Where \(w_i\) are the CUT weights and \(\Delta {\mathbf {v}}^{NTW}_i\) are the CUT points scaled to the post-maneuver velocity in the NTW frame. The post-maneuver velocity covariance matrix \(\Sigma _{{\mathbf {v}}_1}^{NTW}\) can now be calculated using Eq. (39). Assume that matrix \({\mathbf {T}}\) is the rotation matrix which maps the NTW frame to the Moon Centered Inertial (MCI) frame. To determine the mean velocity as well as position and velocity covariances in the MCI frame, the following relations are used:

$$\begin{aligned} \begin{aligned} {\mathbf {v}}^{*mci}&={\mathbf {T}}{\mathbf {v}}^{*NTW}_1\\ \Sigma _{{\mathbf {v}}_1}^{(mci)}&={\mathbf {T}}\Sigma _{{\mathbf {v}}_1}^{NTW}{\mathbf {T}}^T\\ \Sigma _{{\mathbf {r}}_1}^{(mci)}&={\mathbf {T}}\Sigma _{{\mathbf {r}}_1}^{NTW}{\mathbf {T}}^T \end{aligned} \end{aligned}$$
(41)

Once a complete representation of the post-maneuver state mean and covariance has been computed in the MCI frame (Eq. (42)), the sensitivity coefficients can be calculated in the same manner as all previous test cases.

$$\begin{aligned} \mathbf {x}=\left\{ \begin{array}{c} {\mathbf {r}}_1\\ {\mathbf {v}}_1 \end{array}\right\} ,\ \ \Sigma _{\mathbf {x}}=\left[ \begin{array}{cc} \Sigma _{{\mathbf {r}}_1}^{(mci)}&{} 0_{3\times 3}\\ 0_{3\times 3} &{} \Sigma _{{\mathbf {v}}_1}^{(mci)}\end{array} \right] ,\ \ \mathbf {x}^*=\left\{ \begin{array}{c} {\mathbf {r}}^{*mci}_1\\ {\mathbf {v}}^{*mci}_1 \end{array}\right\} . \end{aligned}$$
(42)

The final simulation time is \(t_f=2\) hours. The sensitivity coefficient matrices corresponding to the final time are computed up to fourth order. Additionally, fourth-order sensitivity matrices for some intermediate times are computed and used to depict the evolution of the reachability set in Fig. 15. The statistical moments of \({\mathbf {r}}_2\) are shown in Table 17.

Fig. 15
figure 15

Test case 4: evolution of fourth order reachability set

Table 17 Test case 4: \({\mathbf {r}}_2\) statistical moments

10,000 points \(\varvec{\zeta }_i\) are sampled from \(\rho (\varvec{\zeta }_i)\) and both propagated through the full simulation as well as approximated using sensitivity matrices orders 1–4. Table 18 shows the RMS of percent error for each sensitivity order, and Fig. 16 depicts the distribution of errors over the samples. The plots on the left of Fig. 16 show a scatter plot of \({\mathbf {r}}_2\), and the plots on the right show error contours vs the Mahalanobis distances of the initial position and velocity on the x and y axes. The color scale of Fig. 16 is a log scale of percent error.

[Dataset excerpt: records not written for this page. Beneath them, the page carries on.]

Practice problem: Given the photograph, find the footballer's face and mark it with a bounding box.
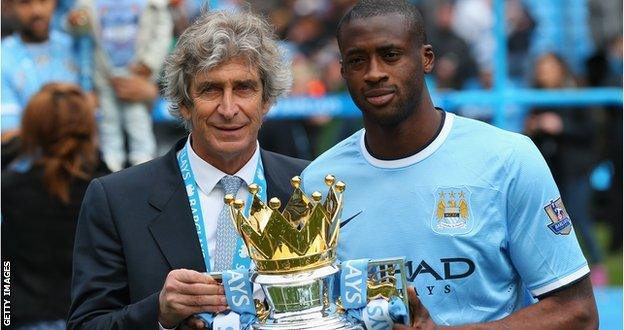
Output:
[338,13,434,126]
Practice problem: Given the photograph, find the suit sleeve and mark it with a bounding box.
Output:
[67,179,158,330]
[507,137,589,297]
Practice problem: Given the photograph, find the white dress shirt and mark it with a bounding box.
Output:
[158,135,262,330]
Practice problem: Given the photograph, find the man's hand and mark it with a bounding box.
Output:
[158,269,227,328]
[110,75,158,102]
[394,286,436,330]
[180,316,206,330]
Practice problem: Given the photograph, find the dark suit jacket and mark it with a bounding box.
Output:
[68,139,308,330]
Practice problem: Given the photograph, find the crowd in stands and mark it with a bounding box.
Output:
[0,0,623,328]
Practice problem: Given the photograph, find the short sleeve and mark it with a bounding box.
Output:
[0,68,22,132]
[506,136,589,297]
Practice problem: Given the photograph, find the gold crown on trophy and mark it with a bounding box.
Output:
[224,175,346,274]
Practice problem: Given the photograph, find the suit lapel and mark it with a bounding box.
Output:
[149,138,206,272]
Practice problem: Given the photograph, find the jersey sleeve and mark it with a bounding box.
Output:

Table 18 Test case 4: \(|{\mathbf {r}}_2|\) position error
Fig. 16
figure 16

Test case 4: \(|{\mathbf {r}}_2|\) approximation % Error. The color of the particle corresponds to the logarithm of % error, i.e., \(\log \%\epsilon \). The cold blue color represents smaller values (\(\approx O(10^{-7})\)) for \(\%\epsilon \) while red color represents higher values (\(\approx O(10^{-1})\)) for \(\%\epsilon \)

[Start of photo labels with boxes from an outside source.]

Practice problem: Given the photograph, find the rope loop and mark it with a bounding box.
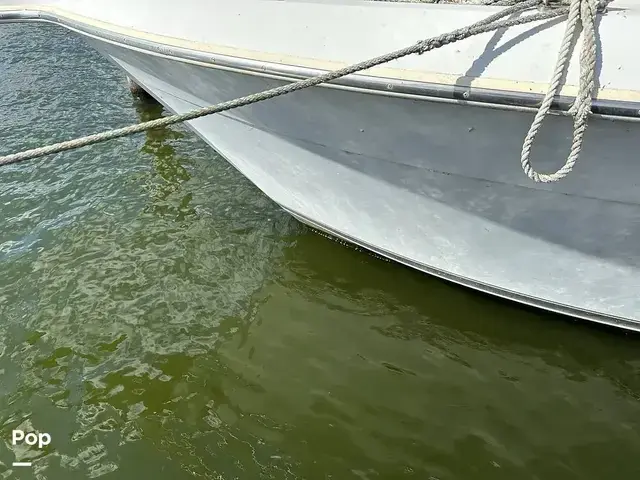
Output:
[520,0,599,183]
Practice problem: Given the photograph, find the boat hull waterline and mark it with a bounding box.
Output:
[1,1,640,331]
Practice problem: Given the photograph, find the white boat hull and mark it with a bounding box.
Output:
[1,0,640,331]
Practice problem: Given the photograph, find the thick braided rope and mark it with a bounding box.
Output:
[520,0,598,183]
[0,0,568,166]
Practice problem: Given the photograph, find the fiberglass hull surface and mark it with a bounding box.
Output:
[85,40,640,330]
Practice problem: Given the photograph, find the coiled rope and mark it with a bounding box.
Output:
[0,0,598,182]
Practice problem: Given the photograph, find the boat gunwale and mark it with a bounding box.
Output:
[0,8,640,122]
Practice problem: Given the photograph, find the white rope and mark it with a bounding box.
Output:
[520,0,599,183]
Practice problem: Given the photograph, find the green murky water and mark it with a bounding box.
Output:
[0,25,640,480]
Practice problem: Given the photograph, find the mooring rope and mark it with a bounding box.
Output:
[520,0,598,183]
[0,0,597,182]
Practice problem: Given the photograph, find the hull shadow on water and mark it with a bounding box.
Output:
[0,27,640,480]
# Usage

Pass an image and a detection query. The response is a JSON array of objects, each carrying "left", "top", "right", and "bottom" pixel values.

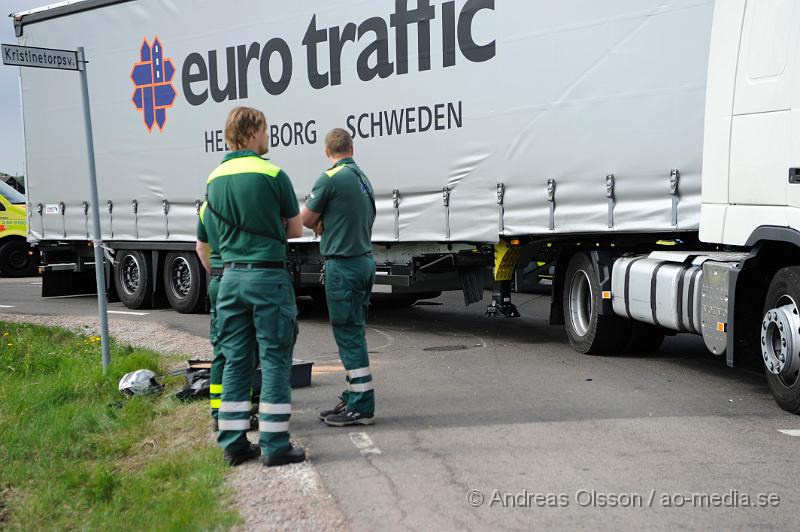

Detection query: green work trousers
[
  {"left": 208, "top": 275, "right": 225, "bottom": 419},
  {"left": 325, "top": 255, "right": 375, "bottom": 414},
  {"left": 208, "top": 275, "right": 258, "bottom": 419},
  {"left": 217, "top": 268, "right": 297, "bottom": 456}
]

The RMS errors given in Table 18 further reinforce the trend that including higher-order sensitivity matrices decreases the error in the approximation. Furthermore, the Mahalanbois distance plots show that even samples that are far from the mean have improved accuracy at higher order, implying that the approximation is valid for a larger domain of uncertainty.

6 Conclusions

The goal of this paper was to present the HOSM method and demonstrate its applicability to stochastic problems in orbital mechanics. Specific examples are presented for the ULP and RSP, however, the HOSM method is a generic uncertainty propagation method and can be applied to many other astrodynamics problems including orbit determination, conjunction analysis, and data association. The higher-order moments of the stochastic output variable up to dth order are computed using the CUT method, providing the same accuracy as a solution performing a dth order Taylor series expansion on the output. These moments are then used to construct a surrogate polynomial model of the output PDF, i.e., sensitivity matrix approximation. In both the ULP and the RSP, it has been demonstrated that increasing the order of sensitivity matrices decreases the approximation error and expands the domain over which the approximation is valid.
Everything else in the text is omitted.